A.B. Yehoshua, one of Israel’s foremost writers, said he is not concerned that his having signed the newspaper ad may help right-wingers in their campaign against Israel’s making any concessions regarding Jerusalem.
“Palestinians should be concerned not to harm archaeological assets no less then Jews,” Yehoshua told JTA. “I followed my conscience. In my view, sovereignty in the Old City of Jerusalem should be multireligious, and the Palestinians should have their share. But one cannot always justify the Arabs.”
Not all archaeologists agree that the digging has caused damage.
Veteran archaeologist Meir Ben-Dov, a leading expert on digs around the Temple Mount, downplayed the importance of the artifacts that were removed from the site.
Jerusalem Mayor Ehud Olmert is firmly on the other side of the debate. According to Olmert, a supply line of construction material should be cut off at the Lion’s Gate, the eastern entrance point to the Old City. This, he reasons, would spare the need to enter the Temple Mount itself to put an end to the work.
“No one suggests that we storm into the Temple Mount compound with bayonets,” said Olmert, but “cautious, intelligent” action should be taken “in order for us to regain control of the Temple Mount.”
For his part, Barak is in a bind. When the fate of a U.S.-hosted peace summit aimed at reaching a final Israeli-Palestinian peace deal is touch and go, a potential flare-up over Jerusalem is about the last thing he needs.
Following high-level consultations last week, Barak gave Muslim officials approval to continue with tiling work on the Mount, as long as no archaeological damage is done.
The prime minister rejected a recommendation by Attorney General Elyakim Rubinstein and the Israel Antiquities Authority to halt or limit the work.
He also vetoed Olmert’s recommendation to prevent the entry of heavy machinery, trucks and tractors to the Temple Mount.
Just the same, Barak directed Israeli officials to maintain “reasonable supervision” of the traffic entering and leaving the compound.
“We will do everything to maintain the status quo, but not to change it — not in our favor and not in anyone else’s favor,” said Danny Yatom, Barak’s senior security advisor.
The “status quo” principle won unexpected support last week, when Sephardi Chief Rabbi Eliyahu Bakshi-Doron sent letters to Muslim and Christian clergymen, stating for the first time by Israel’s highest rabbinical authority that the status quo on Temple Mount should be preserved, because any change “could desecrate the sanctity of the site and lead to bloodshed.”
The letters infuriated the extreme right.

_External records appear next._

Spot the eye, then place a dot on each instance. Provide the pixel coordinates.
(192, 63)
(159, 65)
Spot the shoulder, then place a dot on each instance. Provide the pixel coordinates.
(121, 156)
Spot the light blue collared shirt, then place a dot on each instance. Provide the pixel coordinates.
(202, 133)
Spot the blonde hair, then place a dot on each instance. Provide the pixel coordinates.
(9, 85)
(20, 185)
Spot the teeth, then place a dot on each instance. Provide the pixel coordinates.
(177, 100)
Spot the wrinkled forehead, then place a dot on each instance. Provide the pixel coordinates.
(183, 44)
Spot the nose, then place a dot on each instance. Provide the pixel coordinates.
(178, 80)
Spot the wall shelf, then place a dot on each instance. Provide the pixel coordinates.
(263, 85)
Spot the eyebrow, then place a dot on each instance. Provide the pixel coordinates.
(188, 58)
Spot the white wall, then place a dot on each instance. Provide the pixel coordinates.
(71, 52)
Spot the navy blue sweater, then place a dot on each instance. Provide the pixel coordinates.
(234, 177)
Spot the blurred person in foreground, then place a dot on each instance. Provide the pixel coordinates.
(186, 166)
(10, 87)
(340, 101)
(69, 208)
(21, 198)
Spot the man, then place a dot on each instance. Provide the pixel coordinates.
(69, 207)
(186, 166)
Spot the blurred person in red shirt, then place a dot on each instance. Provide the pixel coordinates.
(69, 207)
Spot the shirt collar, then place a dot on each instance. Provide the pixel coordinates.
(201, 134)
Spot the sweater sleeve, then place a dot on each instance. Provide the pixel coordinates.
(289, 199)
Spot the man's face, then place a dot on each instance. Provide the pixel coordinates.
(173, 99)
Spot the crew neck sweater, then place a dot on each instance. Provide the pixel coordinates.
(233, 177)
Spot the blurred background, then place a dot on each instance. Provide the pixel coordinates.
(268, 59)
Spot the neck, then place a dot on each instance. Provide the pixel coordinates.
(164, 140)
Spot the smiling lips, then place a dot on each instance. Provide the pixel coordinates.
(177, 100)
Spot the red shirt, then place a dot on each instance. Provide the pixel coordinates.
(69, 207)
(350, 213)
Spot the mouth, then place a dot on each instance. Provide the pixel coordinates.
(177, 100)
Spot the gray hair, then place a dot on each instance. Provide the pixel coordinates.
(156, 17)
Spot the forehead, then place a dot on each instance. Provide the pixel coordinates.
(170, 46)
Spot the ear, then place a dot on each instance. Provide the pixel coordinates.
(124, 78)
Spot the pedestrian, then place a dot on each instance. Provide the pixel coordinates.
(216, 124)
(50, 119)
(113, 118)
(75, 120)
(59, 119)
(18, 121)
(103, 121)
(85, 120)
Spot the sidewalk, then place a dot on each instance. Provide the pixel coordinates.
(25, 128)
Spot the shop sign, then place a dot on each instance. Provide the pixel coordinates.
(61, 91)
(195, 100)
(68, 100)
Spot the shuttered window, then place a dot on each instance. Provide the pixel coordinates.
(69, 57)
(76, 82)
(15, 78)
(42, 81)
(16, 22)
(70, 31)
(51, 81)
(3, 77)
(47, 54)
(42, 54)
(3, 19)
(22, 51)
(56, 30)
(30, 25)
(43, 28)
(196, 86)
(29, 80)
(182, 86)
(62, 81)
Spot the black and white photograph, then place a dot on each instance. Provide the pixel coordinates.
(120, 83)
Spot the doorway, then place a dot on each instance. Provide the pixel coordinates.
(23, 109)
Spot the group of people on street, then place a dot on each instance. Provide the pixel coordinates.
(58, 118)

“Even if you are a chief rabbi,” said Itamar Ben-Gvir, a former activist in the now-banned Kach movement, “you cannot decide that the House of God will be under Palestinian administration. This is definitely crossing a red line. This is a black day.”
Indeed, Barak is also concerned that right-wing extremists, agitated by the Wakf’s construction work may try to break into the site or take other action to protest the damage they claim is being done to sacred Jewish antiquities at the site, where the First and Second Temples stood.
The Arab presence in Jerusalem dates back to 638, when a Muslim army conquered the city.
According to Muslim tradition, Omar Ibn al-Khattab, the second Khalif of Islam, accompanied by hundreds of Muslims, entered the Temple Mount, where, according to Moslem tradition, the Prophet Mohammad ascended to heaven.
Omar immediately ordered a major cleanup of the site and erected a huge timber mosque for 3,000 worshipers. This eventually became the Al-Aksa Mosque.
Now, the Islamic authorities are determined not to allow any Israeli intervention.
In his Friday sermon, Sheik Akrameh Sabri, the grand mufti of Jerusalem, said Islamic officials would not ask permission from anyone to carry on with work on the site.
“We have never asked for permits, and we do not intend to do so today,” said the mufti, who is the highest Islamic official in Jerusalem.
Meanwhile, Sheik Najah Bakirat of the Islamic Movement, a leading Israeli Arab political party, insisted this week that the construction has caused no damage.
“I can assure you that during the construction work we have found no Jewish” artifacts, he said.
He also maintained that there was “no proof” that was the site of the Jewish Temples. “I suggest that the Jews look for the Temple somewhere else,” he said.